Hunde an heißen Tage im Auto
Es kommt auch jeden Sommer immer wieder vor, dass Hundebesitzer ihren Hund, selbst bei großer Hitze, in geparkten Autos zurücklassen. Egal ob aus Unwissenheit oder Ignoranz, sie bringen ihr Tier damit in Lebensgefahr. Man muss bedenken, dass die Sonne im Laufe der Zeit wandert und so kann auch ein im Schatten abgestelltes Fahrzeug, für einen im Auto zurück gelassenen Hund, bald zur tödlichen Falle werden. Schon bei einer Außentemperatur von 24 Grad heizt sich das Innere im Fahrzeug, bei direkter Sonneneinstrahlung, bereits nach zwanzig Minuten auf ca. 50 Grad auf. An sehr heißen Sommertagen können im Fahrzeuginnenraum eines geparkten Autos Temperaturen von über 60 Grad entstehen.

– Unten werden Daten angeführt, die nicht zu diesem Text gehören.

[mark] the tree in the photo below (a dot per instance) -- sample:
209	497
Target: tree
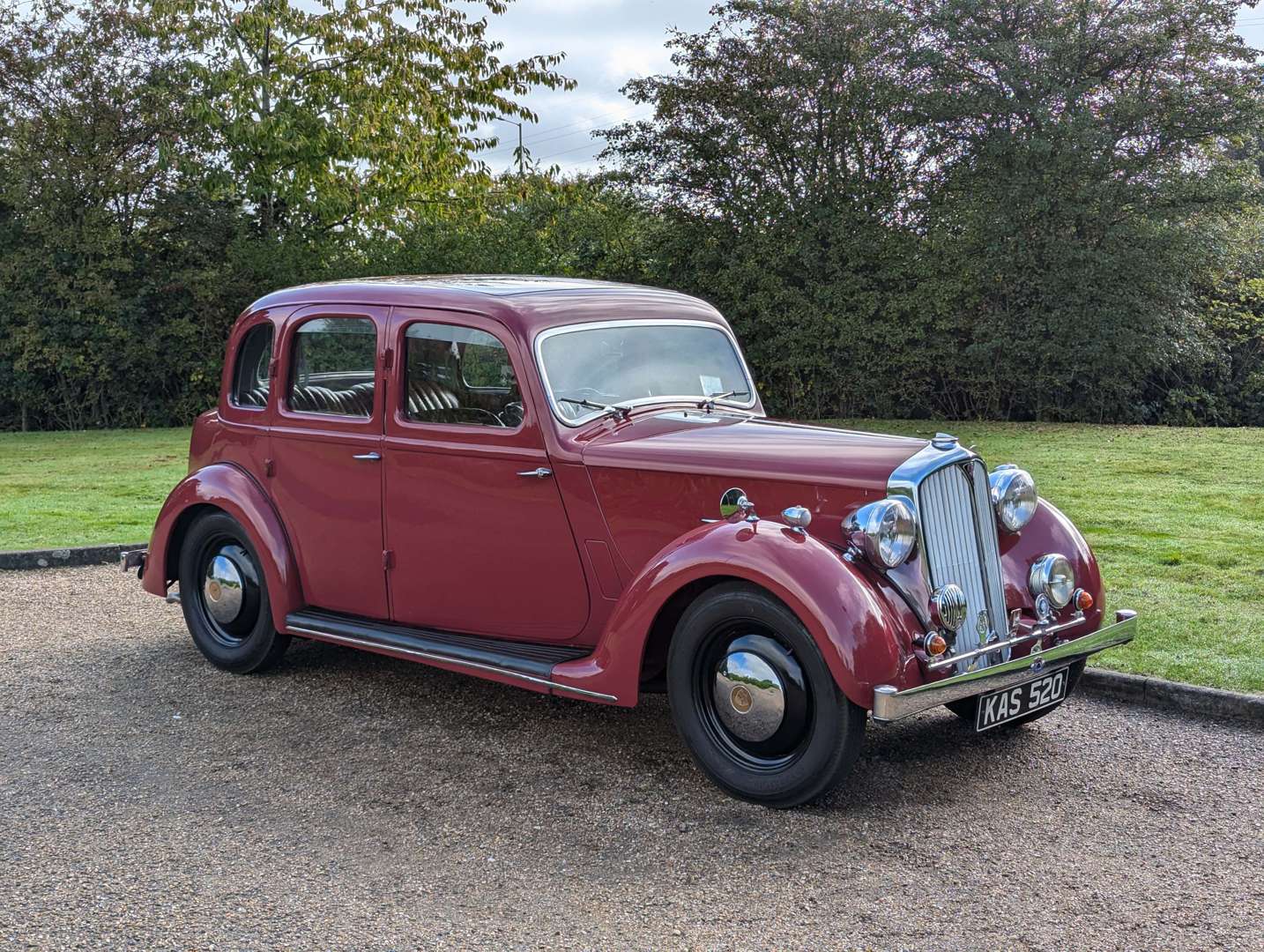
1080	192
349	113
93	148
784	152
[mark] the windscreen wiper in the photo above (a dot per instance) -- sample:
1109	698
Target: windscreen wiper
614	410
708	402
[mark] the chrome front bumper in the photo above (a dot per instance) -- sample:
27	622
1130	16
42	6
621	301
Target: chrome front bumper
891	704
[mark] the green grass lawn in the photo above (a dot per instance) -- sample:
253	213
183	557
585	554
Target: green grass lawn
86	488
1176	517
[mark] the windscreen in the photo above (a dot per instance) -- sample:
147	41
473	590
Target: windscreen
641	363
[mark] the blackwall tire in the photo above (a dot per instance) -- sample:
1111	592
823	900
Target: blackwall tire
755	702
967	708
224	597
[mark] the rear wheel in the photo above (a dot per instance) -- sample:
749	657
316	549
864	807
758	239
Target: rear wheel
755	701
225	599
967	708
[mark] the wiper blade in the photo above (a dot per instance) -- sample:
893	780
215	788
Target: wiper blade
612	408
708	402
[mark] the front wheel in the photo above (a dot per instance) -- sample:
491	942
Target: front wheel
755	701
225	599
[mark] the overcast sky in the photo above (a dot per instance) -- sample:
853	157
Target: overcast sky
607	43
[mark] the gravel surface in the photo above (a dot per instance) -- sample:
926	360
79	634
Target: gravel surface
349	800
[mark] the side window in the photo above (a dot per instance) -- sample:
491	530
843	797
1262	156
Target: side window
250	375
459	376
332	363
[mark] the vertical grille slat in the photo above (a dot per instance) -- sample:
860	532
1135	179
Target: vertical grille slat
962	547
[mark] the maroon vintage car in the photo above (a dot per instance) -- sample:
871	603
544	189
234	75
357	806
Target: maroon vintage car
571	487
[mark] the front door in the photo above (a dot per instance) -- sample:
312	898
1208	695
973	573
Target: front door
326	445
474	518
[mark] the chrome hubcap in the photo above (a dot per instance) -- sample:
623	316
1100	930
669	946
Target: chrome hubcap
750	695
221	590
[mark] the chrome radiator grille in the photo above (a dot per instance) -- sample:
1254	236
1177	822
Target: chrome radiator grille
961	547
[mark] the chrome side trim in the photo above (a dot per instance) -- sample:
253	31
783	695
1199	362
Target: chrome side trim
446	660
638	323
890	703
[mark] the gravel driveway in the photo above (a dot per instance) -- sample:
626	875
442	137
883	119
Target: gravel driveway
354	802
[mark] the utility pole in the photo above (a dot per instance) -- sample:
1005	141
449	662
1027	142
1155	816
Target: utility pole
511	122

Wie sollen wir reagieren, wenn wir einen Hund in so einer problematischen Lage bemerken? Es sollte in jedem Fall die Polizei verständigt werden. Wer eigenständig die Scheibe einschlägt, begeht eine Sachbeschädigung. Erscheint die Situation aber so dringend, dass Hundehalter oder Polizei nicht mehr rechtzeitig eintreffen würden und man entscheidet, dass einem das Leben des Tieres wichtiger ist als eine Anzeige, dann sollte man auf jeden Fall die vorausgegangene Sachlage durch Fotos oder Videos dokumentieren und sich die Adressen und Telefonnummern der anwesenden Zeugen notieren.